Women have the equal right to an adequate standard of living, including the right to food, clothing, and housing. This applies to women involved in the drug trade and dependent on illicit drug economies.
In accordance with this right, States should:
i. Develop specific, viable, and sustainable economic alternatives for women who are particularly at risk of exploitation in the illicit drug economy, including women who use drugs, poor women (whether urban or rural), and women from indigenous and ethnic minority communities.
ii. Take all necessary legislative, administrative, and policy measures to ensure that women’s specific needs and circumstances are taken into account in efforts to address involvement in the drug trade and dependence on illicit drug economies.
iii. Adhere to international standards in all efforts to address and respond to drug-related criminality among women.
iv. Make available gender-specific interventions that aim primarily at diversion from the criminal justice system, and address the underlying factors leading to women coming into contact with the criminal justice system.

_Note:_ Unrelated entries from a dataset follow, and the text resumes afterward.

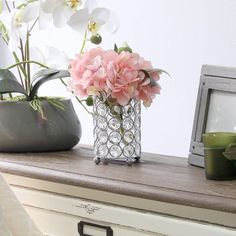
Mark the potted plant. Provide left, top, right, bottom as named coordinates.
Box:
left=0, top=0, right=117, bottom=152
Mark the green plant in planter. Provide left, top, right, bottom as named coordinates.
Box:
left=0, top=67, right=82, bottom=152
left=0, top=68, right=71, bottom=116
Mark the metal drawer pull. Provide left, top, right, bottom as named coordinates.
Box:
left=78, top=221, right=113, bottom=236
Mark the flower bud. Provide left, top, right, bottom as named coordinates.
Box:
left=90, top=34, right=102, bottom=45
left=86, top=96, right=93, bottom=106
left=118, top=46, right=132, bottom=53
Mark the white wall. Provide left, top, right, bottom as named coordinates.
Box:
left=2, top=0, right=236, bottom=157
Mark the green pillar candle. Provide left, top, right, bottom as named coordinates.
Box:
left=202, top=132, right=236, bottom=180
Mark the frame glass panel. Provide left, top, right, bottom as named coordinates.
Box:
left=206, top=90, right=236, bottom=132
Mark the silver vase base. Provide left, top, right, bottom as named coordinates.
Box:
left=94, top=156, right=141, bottom=166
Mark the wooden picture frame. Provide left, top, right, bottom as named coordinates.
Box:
left=188, top=65, right=236, bottom=167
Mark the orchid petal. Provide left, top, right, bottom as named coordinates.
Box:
left=58, top=52, right=70, bottom=69
left=8, top=37, right=18, bottom=52
left=0, top=10, right=12, bottom=29
left=44, top=46, right=69, bottom=69
left=104, top=10, right=119, bottom=33
left=38, top=9, right=52, bottom=30
left=84, top=0, right=98, bottom=13
left=16, top=24, right=27, bottom=41
left=41, top=0, right=63, bottom=13
left=91, top=7, right=110, bottom=25
left=30, top=47, right=46, bottom=65
left=30, top=47, right=47, bottom=73
left=67, top=8, right=90, bottom=32
left=30, top=46, right=69, bottom=70
left=44, top=45, right=61, bottom=59
left=53, top=4, right=74, bottom=28
left=10, top=10, right=27, bottom=42
left=22, top=2, right=39, bottom=23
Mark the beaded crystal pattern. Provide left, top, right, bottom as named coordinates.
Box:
left=93, top=96, right=141, bottom=165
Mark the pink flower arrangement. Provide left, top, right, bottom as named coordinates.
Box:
left=68, top=47, right=162, bottom=107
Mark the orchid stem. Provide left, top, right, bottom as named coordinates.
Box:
left=16, top=66, right=24, bottom=89
left=75, top=96, right=93, bottom=115
left=29, top=17, right=38, bottom=33
left=1, top=36, right=8, bottom=45
left=20, top=39, right=25, bottom=69
left=79, top=30, right=87, bottom=54
left=12, top=52, right=27, bottom=78
left=60, top=78, right=66, bottom=86
left=26, top=31, right=31, bottom=93
left=4, top=0, right=10, bottom=12
left=6, top=60, right=49, bottom=70
left=0, top=23, right=9, bottom=45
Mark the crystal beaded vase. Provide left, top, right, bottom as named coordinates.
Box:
left=93, top=96, right=141, bottom=165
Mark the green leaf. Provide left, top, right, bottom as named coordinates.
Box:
left=32, top=68, right=59, bottom=83
left=0, top=69, right=27, bottom=96
left=0, top=0, right=2, bottom=14
left=139, top=69, right=163, bottom=87
left=152, top=68, right=171, bottom=78
left=140, top=69, right=150, bottom=78
left=149, top=77, right=158, bottom=87
left=114, top=44, right=118, bottom=53
left=29, top=69, right=71, bottom=100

With regard to sentencing for drug-related offences, States should:
v. Legislate for and prioritise non-custodial sentences for pregnant women where possible and appropriate.
vi. Ensure that courts have the power to consider mitigating factors in light of women’s caretaking responsibilities, such as lack of criminal history and relative non-severity and nature of the criminal conduct.
vii. Ensure the earliest possible transfer of non-resident foreign-national women prisoners, following the request or informed consent of the woman concerned.